そして、彼女は大きくため息をつくと、一拍だけの綺麗な間を置いた。
「ぶっ壊したくなるわね。」
「はぁ?」
僕は素っ頓狂な声を上げる。
直前の間が決め台詞としての効果を一層上げていたので、衝撃度が段違いだ。
「組織的に卑怯って、ムカつかない?」
「いや、ムカつきますけども…。」
(榎田先生は沸点低いんだな…。)
「先生は純子ちゃんと何話してるの?」
河津とじゃれているはずの小日向が割って入ってきた。
「卑怯なのは駄目だよねって話だ。もう少し大人は話があるから、お前は河津と…。」
「純子ちゃんもなの?そうだよね!」
小日向の義侠心のようなものに火がついてしまった。
卑怯者はズルいだ、正々堂々と動けないのか、などと物騒な話で二人が盛り上がり始めてしまったので、僕は窓の外へ目線を飛ばす。

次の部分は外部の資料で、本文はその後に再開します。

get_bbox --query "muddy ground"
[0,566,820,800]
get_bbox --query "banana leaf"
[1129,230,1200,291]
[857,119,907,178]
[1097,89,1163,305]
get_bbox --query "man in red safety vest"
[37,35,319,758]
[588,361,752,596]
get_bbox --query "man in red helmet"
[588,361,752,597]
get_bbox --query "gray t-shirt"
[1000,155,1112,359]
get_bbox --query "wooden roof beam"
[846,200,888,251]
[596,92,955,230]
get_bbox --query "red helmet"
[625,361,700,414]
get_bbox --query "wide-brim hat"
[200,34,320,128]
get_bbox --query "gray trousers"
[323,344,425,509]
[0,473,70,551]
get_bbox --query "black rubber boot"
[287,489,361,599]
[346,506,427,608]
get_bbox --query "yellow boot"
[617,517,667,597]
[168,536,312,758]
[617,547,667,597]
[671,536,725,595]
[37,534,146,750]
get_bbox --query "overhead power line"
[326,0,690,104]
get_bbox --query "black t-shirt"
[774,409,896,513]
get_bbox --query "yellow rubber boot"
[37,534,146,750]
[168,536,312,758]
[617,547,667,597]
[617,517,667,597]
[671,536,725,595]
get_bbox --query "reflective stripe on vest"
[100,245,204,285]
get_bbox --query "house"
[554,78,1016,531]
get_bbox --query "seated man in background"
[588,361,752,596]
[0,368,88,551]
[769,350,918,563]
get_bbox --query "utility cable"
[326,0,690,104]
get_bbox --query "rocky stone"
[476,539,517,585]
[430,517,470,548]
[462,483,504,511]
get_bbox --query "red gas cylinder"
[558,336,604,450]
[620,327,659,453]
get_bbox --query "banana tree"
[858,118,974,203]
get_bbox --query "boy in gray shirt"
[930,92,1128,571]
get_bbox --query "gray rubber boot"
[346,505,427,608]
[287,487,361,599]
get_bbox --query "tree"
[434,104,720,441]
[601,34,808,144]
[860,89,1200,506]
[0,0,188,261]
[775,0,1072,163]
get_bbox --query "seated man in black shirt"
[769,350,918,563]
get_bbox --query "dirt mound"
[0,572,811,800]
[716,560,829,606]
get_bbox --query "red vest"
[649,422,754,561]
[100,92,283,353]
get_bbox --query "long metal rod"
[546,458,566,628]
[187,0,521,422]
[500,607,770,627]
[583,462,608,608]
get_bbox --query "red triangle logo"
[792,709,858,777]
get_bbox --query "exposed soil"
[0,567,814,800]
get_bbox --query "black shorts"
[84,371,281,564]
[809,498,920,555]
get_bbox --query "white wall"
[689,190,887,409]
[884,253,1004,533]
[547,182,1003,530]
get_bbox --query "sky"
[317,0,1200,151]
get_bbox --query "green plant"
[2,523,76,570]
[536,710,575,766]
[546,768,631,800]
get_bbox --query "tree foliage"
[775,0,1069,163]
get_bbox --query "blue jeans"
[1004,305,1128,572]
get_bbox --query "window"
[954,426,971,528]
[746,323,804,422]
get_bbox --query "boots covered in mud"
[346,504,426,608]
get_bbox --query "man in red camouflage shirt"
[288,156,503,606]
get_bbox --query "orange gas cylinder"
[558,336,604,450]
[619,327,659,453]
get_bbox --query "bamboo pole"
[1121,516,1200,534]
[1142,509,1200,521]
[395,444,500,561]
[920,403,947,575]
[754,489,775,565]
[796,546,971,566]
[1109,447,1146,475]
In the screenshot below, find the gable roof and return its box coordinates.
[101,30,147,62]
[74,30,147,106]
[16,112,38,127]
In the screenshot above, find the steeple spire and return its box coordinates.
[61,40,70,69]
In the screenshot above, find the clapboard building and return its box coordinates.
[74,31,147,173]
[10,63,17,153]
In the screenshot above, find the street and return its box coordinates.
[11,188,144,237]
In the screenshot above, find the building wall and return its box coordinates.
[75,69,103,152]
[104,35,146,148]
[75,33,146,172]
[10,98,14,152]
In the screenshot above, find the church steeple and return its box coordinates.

「鷹村先生、榎田先生なら大丈夫ですよ。強くて格好良いですから。」
ほら、と隣にやって来た河津が指差した先には、榎田先生のものと思われる細身だがメンズサイズのボンバージャケットが吊るしてあった。
どう見ても生地に張りがあり、光沢もある。
どこか著名なメゾンのものに違いない。
僕がそれをしげしげと観ていると、河津がとてとてと近づいて、ボンバージャケットを裏返す。
そこには立派な虎が刺繍されていた。
(王頭の虎か。まさにって感じだ。)
「カッコいい!!!」
小日向が真新しい標的に飛びついた。
「それ良いでしょ?うちの兄貴が着なくなった服を、刺繍職人に頼んで裏地にやってもらったの。海外で大ウケよ。」
自己紹介が楽に済むらしい。
「ネコ科の肉食動物が野生にいる国だと、特にね。」
「先生は色んな国に行っているし、銃も撃てるので強いんですよ。お家も榎田病院ですし。」
歓声をあげ、少年のように目を輝かせる小日向を他所に、河津が自慢げに説明する。
余りにも、余りにも情報量が多かった。
「学生の頃から、何度も海外のボランティアに行ってたってだけよ。銃は、アフリカで身を守るために渡されたライフルを使っただけ。それと、確かに私の実家はここから山を超えた先の総合病院だけど…。」
「すみません、榎田先生。情報量が多すぎるので、話を戻していいですか?」
「もちろん。」
肩をすくめる彼女にはまだ何かネタがありそうだった。
聞きたいような聞きたくないような。
「鷹村君、櫻子ちゃんからも事情を聞きました。私も協力させてくれないかしら?」
彼女は僕にきちんと正対する。
バイタリティーに満ち溢れた力強い眼だった。
「よろしくお願いします、と言っても、まだ取っ掛かりを掴んだくらいですが。」
「何だっていいのよ。それこそ職員室や外で話しづらいことは、保健室でやっちゃいなさい。」
そう言い終えた榎田先生は、すっと手を差し出した。
僕は何の躊躇いもなく、差し出された手を握る。
すると、驚くほど力強く握り返され、榎田純子という傑物から何かしらのエネルギーを貰った気がした。